Estimating cluster masses: a comparative study between machine learning and maximum likelihood
Raeed Mundow, Adi Nusser
TL;DR
This paper tackles estimating cluster virial masses $M_v$ from the surrounding galaxy distribution without member identification. It compares a physics-informed maximum-likelihood estimator (MLE) that relies on universal, scaled CAH profiles with a data-driven convolutional autoencoder CNN (AE-CNN) trained on MDPL2 mock catalogs. The AE-CNN achieves lower scatter in $\log M_v$ than the MLE, notably with redshift-space input ($0.10$ dex vs $0.16$ dex) and with velocity-based inputs ($0.12$ dex and $0.16$ dex), even in the presence of inhomogeneous Malmquist bias.
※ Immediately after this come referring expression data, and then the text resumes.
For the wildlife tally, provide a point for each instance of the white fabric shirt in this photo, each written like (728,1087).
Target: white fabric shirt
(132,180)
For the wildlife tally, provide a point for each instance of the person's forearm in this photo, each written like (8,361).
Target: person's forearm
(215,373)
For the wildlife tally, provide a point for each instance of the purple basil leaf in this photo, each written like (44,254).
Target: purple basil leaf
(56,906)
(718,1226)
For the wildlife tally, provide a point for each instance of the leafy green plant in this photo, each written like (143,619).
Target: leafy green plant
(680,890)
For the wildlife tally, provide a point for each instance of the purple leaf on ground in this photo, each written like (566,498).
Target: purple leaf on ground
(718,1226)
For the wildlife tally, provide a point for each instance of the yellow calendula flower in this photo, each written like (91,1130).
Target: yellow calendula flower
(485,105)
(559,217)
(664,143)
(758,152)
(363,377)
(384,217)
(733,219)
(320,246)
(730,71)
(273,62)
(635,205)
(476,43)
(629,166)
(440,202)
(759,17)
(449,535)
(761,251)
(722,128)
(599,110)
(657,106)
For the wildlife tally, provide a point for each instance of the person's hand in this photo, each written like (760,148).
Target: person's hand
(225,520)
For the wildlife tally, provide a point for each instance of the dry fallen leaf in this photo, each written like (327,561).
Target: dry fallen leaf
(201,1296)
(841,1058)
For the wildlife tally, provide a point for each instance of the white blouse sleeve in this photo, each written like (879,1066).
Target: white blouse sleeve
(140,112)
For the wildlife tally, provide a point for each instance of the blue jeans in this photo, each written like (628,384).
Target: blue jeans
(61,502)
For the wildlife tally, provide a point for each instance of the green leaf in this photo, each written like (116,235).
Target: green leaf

The results illustrate a trade-off between interpretability and flexibility, showing that the AE-CNN effectively learns the posterior mean from data while the MLE remains transparent under its universal-profile assumptions.
Abstract
We compare an autoencoder convolutional neural network (AE-CNN) with a conventional maximum-likelihood estimator (MLE) for inferring cluster virial masses, $M_v$, directly from the galaxy distribution around clusters, without identifying members or interlopers. The AE-CNN is trained on mock galaxy catalogues, whereas the MLE assumes that clusters of similar mass share the same phase-space galaxy profile. Conceptually, the MLE returns an unbiased estimate of $\log M_v$ at fixed true mass, whereas the AE-CNN approximates the posterior mean, so the true $\log M_v$ is unbiased at fixed estimate. Using MDPL2 mock clusters with redshift space number density as input, the AE-CNN attains an rms scatter of $0.10\,\textrm{dex}$ between predicted and true $\log M_v$, compared with $0.16\,\textrm{dex}$ for the MLE. With inputs based on mean peculiar velocities, binned in redshift space or observed distance, the AE-CNN achieves scatters of $0.12\,\textrm{dex}$ and $0.16\,\textrm{dex}$, respectively, despite strong inhomogeneous Malmquist bias.